Sub picked as 5th naval ship to hold USS Arkansas name

USS Arkansas will be the name of a future Virginia-class attack submarine, Secretary of the Navy Ray Mabus announced Wednesday.

The submarine will be the fifth U.S. naval warship to be named after Arkansas, with each being a different type of ship. A sixth warship, the CSS Arkansas, was a Confederate ironclad.

Construction of the USS Arkansas is to begin in 2018 with a scheduled active service date of 2023, according to a Navy news release announcing the name. Each Virginia-class submarine weighs 7,800 tons and is 377 feet in length.

"Proud the USS Arkansas will be traveling the world, protecting the US & sharing the story of AR everywhere it goes," Gov. Asa Hutchinson said in a Twitter post after the announcement.

The USS Arkansas name has been on a steamer ship bought by the Union in 1863 during the Civil War and used as a Union tender and supply ship; a monitor warship with a single gun turret, commissioned in 1902; a battleship commissioned in 1912 that served in both world wars; and a Virginia-class, nuclear-propelled guided-missile cruiser commissioned in 1980, according to a history of Arkansas-named ships at aimmuseum.org, the website for the Arkansas Inland Maritime Museum in North Little Rock.

"As we sail deeper into the 21st century it is time for another USS Arkansas, time to keep that storied name alive in our Navy," Mabus said in the news release. "She will sail the world like those who have gone before her, defending the American people and representing our American values through presence."

Mabus, a former governor of Mississippi, spent part of his 1971-72 naval service aboard the now-decommissioned cruiser USS Little Rock, one of two naval vessels named for Arkansas' capital city. The other USS Little Rock, a littoral combat ship, is to be commissioned this year.

Virginia-class attack submarines "provide the Navy with the capabilities required to maintain the nation's undersea supremacy," having features of "enhanced stealth, sophisticated surveillance capabilities and special warfare enhancements," according to the Navy's news release.

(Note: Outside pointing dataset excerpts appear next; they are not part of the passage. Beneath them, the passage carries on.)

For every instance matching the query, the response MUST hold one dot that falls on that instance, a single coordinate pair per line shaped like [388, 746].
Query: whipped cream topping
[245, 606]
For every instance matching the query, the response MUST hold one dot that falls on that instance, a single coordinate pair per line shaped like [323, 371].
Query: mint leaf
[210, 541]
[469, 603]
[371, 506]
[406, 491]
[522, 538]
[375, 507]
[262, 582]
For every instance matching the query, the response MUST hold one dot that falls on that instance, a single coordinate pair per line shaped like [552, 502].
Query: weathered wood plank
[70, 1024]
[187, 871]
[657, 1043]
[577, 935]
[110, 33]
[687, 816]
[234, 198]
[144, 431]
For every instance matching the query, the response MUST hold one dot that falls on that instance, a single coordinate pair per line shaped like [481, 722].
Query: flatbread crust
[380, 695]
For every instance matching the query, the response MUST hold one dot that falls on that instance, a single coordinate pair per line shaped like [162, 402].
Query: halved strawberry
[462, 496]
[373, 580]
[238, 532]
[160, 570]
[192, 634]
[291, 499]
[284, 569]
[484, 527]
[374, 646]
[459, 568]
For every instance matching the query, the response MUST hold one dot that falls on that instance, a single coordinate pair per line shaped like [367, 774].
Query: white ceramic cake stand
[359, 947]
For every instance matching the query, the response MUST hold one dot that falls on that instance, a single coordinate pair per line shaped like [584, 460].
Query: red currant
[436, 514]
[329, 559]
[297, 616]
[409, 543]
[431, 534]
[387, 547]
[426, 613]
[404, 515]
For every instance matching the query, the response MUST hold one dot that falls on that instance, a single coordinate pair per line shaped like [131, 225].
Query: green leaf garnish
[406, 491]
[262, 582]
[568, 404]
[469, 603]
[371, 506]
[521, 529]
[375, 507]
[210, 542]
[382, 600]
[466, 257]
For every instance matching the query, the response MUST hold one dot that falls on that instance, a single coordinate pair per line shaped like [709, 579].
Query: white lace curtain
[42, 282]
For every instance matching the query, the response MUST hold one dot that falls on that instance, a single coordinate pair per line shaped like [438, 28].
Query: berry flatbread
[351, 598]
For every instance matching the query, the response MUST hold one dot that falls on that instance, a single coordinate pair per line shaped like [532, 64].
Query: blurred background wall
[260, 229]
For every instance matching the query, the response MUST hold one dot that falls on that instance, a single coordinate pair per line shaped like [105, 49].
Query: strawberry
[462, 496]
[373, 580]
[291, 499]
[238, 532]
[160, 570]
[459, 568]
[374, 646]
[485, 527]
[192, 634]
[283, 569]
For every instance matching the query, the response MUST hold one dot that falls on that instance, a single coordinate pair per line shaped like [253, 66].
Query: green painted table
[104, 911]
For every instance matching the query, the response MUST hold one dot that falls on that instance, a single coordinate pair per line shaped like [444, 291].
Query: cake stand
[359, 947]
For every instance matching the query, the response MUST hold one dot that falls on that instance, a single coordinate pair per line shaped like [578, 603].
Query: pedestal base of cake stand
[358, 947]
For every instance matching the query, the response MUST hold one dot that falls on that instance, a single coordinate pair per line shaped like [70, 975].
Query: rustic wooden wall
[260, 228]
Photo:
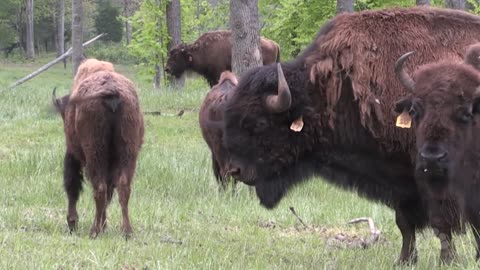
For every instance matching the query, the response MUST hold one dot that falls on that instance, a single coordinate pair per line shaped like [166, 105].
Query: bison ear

The submarines in this class, each with a beam of 34 feet, can operate at more than 25 knots submerged. The submarines have the capability to fire Tomahawk missiles at targets ashore and to conduct covert, long-term surveillance of land areas, near-shore wars or sea-based forces, according to the Navy. Other mission types include special forces delivery and support, anti-submarine and anti-ship warfare, mine delivery, and minefield mapping.

The last vessel to bear Arkansas' name was the nuclear-powered guided-missile cruiser that was decommissioned in the late 1990s. It was the last of four Virginia-class nuclear cruisers to be decommissioned.

The longest-serving USS Arkansas was the Wyoming-class battleship commissioned in 1912, which became one of the older ships during its decorated service in World War II. The battleship was armed with a dozen 12-inch guns with a 16,000-yard range.

The 562-foot battleship now lies in Bikini Atoll, where it was purposely sunk in an underwater test of an atomic bomb detonation in July 1946. The ship had stayed afloat after a first test detonation when an atomic bomb was dropped on the ship from a B-29 Superfortress.

The monitor USS Arkansas was one of the last monitor warships built for the Navy. It served in the Gulf of Mexico and with the Atlantic fleet until it was decommissioned in 1919.

The screw steamer USS Arkansas originally was named the Tonawanda until the Union used it as part of its Navy in the later years of the Civil War.

The ironclad ram CSS Arkansas had a lifespan of only three weeks in the summer of 1862 when it fought its way through a gauntlet of 33 Union vessels on the Mississippi River at Vicksburg, Miss. Sent to support forces at Baton Rouge, the boat was scuttled to avoid capture after its engines failed.